Se enfrentaban las escuadras Kahramanmaraş İstiklalspor y 1461 Trabzon en el estadio del primer citado, pero el fuerte invierno con nieve que azota a varias regiones de ese país del Medio Oriente cubrió por completo el césped de juego.
Fue tan intensa la nevada, que la cancha quedó cubierta por cerca de medio metro de nieve, lo que al ojo humano determinaba que era más que imposible jugar, primero, porque la bola no iba a correr jamás, y segundo, porque esta se hundiría.

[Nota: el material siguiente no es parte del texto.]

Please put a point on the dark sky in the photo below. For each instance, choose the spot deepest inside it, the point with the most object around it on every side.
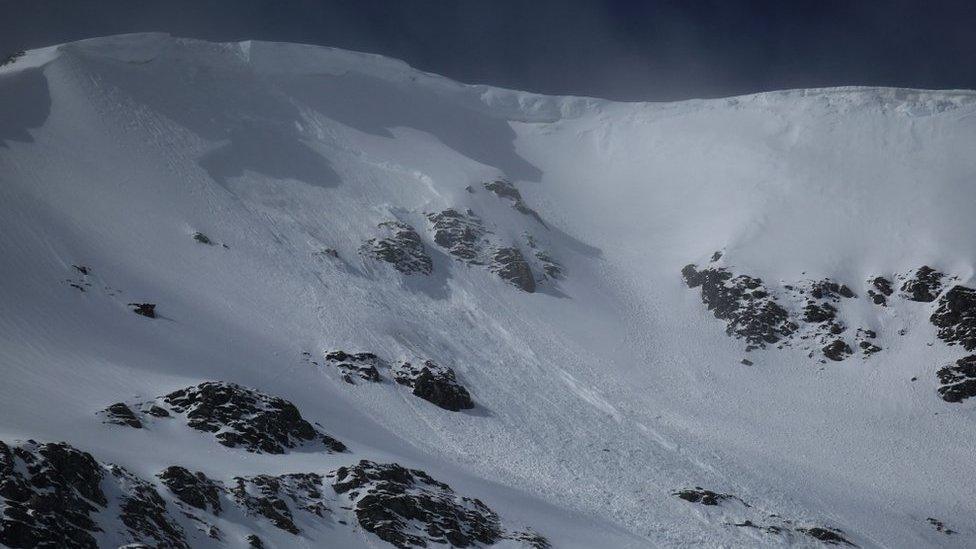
(652, 50)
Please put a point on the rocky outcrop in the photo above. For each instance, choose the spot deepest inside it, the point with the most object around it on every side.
(830, 536)
(744, 303)
(147, 310)
(837, 350)
(239, 417)
(12, 58)
(704, 497)
(434, 383)
(193, 489)
(956, 317)
(505, 189)
(761, 520)
(276, 498)
(144, 512)
(819, 312)
(408, 508)
(550, 266)
(881, 288)
(958, 380)
(402, 247)
(511, 266)
(828, 289)
(924, 285)
(461, 234)
(50, 495)
(120, 414)
(940, 526)
(202, 238)
(355, 365)
(243, 417)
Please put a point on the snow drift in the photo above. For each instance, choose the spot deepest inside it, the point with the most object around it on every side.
(501, 273)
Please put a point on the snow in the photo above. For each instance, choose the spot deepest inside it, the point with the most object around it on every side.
(597, 396)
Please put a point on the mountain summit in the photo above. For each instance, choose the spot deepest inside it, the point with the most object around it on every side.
(274, 295)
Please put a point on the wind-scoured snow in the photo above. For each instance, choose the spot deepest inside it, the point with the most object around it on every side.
(598, 394)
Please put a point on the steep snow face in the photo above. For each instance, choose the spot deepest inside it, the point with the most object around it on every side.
(301, 225)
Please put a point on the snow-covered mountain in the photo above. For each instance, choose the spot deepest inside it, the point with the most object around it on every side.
(290, 296)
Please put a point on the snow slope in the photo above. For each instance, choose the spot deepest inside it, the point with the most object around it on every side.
(598, 395)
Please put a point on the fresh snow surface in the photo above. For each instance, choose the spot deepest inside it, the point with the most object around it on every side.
(598, 395)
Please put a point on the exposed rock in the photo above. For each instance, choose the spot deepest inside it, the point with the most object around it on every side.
(327, 252)
(924, 285)
(828, 289)
(749, 310)
(549, 265)
(505, 189)
(155, 410)
(510, 265)
(819, 312)
(269, 496)
(460, 234)
(830, 536)
(959, 380)
(12, 58)
(202, 238)
(144, 512)
(144, 309)
(247, 418)
(704, 497)
(406, 507)
(434, 383)
(49, 494)
(837, 350)
(868, 348)
(882, 289)
(402, 247)
(120, 414)
(194, 489)
(940, 526)
(360, 365)
(956, 317)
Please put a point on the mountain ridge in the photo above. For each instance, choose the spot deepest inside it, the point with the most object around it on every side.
(242, 204)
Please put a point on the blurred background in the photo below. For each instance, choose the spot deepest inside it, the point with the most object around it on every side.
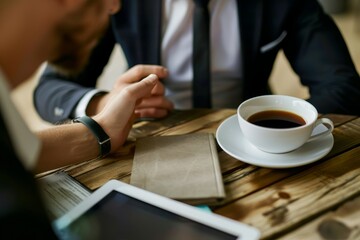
(346, 14)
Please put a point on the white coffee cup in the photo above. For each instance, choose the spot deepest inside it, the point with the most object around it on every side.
(280, 140)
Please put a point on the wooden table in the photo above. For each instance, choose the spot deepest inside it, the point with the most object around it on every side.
(317, 201)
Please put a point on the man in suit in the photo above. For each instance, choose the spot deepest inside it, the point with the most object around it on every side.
(246, 37)
(62, 32)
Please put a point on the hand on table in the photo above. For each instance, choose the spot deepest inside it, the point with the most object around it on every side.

No obstante, la terna arbitral, no “comiendo de esa” y haciendo valer los protocolos en estos casos con rigurosidad, saltó al terreno para verificar su estado, acompañado de veedores de ambos equipos. Si la bola ‘picaba’ y podía gozar de un trato considerable al jugarse, se pitaba el inicio del cotejo.
¡Pero por Dios! Al arrojar la esférica al gramado para ver si rebotaba, lo que claramente no pasaría, no pasó, manifestando luego el pito central que no se podía jugar así, aun cuando él se estaba dando de cuenta que ni caminar se podía.